I like this definition of plant-based eating because it, in my opinion, explicitly states what it means to be plant-BASED.

It is not exclusively vegan or vegetarian. It means that the large majority of your diet is compiled of plant, whole, unprocessed foods. To me, this means you might have dairy every now and then. Or eat a piece of fish if you feel like it. It doesn’t put restrictions on what you CAN and CANNOT eat or put you in a box. It’s about being mindful, healthy, and making your own decisions about what to eat rather than following someone else’s plan.

How Safe is Plant-based Really?

I have, for seven whole months now, grown a perfectly healthy little girl without one bite of chicken, egg, cow or pig. I have, very easily, fulfilled my nutrient checklist on a daily basis with plant-based foods like fruits, vegetables, nuts, seeds, legumes, WHOLE, unprocessed foods. I refer to this way of eating as conscious consumption.

Meaning, I am mindful of what is going into my body, how it will serve me, and what other foods I might need to include each day to make sure all of my needs are met. The mere thought that having a diet rich in whole plant foods might not be safe is wildly silly to me. When we are little, we are told things like “you must eat your fruits and vegetables,” and “an apple a day keeps the doctor away.”

That’s all for good reason, so why does that way of thinking dissolve when we become adults? What gives us the impression that plant foods are not adequate when they actually carry the highest amount of nutrients?

But… Protein???

The number one concern when it comes to people who will question your non-meat based diet is easily protein. You will undoubtedly face people who fear you are hurting your baby by depriving them of needed protein, but that is simply untrue.

Your baby will indeed take an increasing amount of your nutrient supply as they grow, which only means you’ll have to be aware of consuming a little more than usual, definitely incorporating protein in every meal.

There are tons of plant-based sources of protein including tofu, tempeh, soybeans, lentils, chickpeas, quinoa, seitan, the list goes on. If you are ever worried you might be deficient somewhere, ask to have your blood tested. There is nothing wrong with wanting to stay informed and on top. Iron deficiency is common in pregnancy, especially among women who do not eat meat. A way to prevent or combat that deficiency is by making sure you are eating LOTS of iron-rich foods.

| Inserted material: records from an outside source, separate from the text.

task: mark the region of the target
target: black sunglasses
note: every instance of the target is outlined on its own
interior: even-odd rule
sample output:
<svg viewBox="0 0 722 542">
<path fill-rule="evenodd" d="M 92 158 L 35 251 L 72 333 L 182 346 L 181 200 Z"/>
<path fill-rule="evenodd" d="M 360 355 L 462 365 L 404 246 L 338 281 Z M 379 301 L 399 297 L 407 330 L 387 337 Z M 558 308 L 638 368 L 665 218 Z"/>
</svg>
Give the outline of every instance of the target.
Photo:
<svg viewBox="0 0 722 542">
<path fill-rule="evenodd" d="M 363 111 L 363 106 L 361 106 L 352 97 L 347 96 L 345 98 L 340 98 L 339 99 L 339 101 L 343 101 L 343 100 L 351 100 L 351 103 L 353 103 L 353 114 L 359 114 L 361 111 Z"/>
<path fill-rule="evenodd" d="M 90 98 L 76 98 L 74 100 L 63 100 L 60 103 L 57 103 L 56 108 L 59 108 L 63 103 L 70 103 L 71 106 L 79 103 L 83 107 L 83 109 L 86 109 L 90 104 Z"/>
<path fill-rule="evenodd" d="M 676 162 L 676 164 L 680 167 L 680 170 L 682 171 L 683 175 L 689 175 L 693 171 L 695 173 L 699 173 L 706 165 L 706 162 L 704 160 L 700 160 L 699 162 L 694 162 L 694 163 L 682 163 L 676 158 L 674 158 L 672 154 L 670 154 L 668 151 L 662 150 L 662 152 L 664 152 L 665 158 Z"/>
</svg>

Examples of plant-based foods high in iron are legumes, grains, nuts, and seeds. Additionally, it’s good to note that calcium and egg protein inhibit iron absorption in the body, meaning if you do eat dairy and/or eggs, try to avoid it when you’re getting your iron-rich foods in. Vitamin C also aids in the absorption of iron, so being aware of pairing foods rich in Vitamin C with your meals high in iron is always a good idea!

Trust Your Gut

To be 100% transparent, I do occasionally eat fish, and I will have dairy cheese if I feel like it. But, this is because I made the decision to (and, well, CHEESE), not because I feel like I’m supposed to. And that is the bulk of it all. I am not here to tell you what you should or shouldn’t eat, and neither should anyone else. This is not to say you should ignore advice from your O/B or midwife. I only mean that it is my strong opinion that you should trust your body. Listen to what it’s telling you it needs.

Women have been bearing children for centuries with means and resources far less than what is available to us in this generation. We trusted our bodies in the process of forming our little one in their earliest and most vulnerable stages. Let us also trust that it knows how to carry them to us earth-side.

Please note that advice offered by Intimina may not be relevant to your individual case. For specific concerns regarding your health, always consult your physician or other licensed medical practitioners.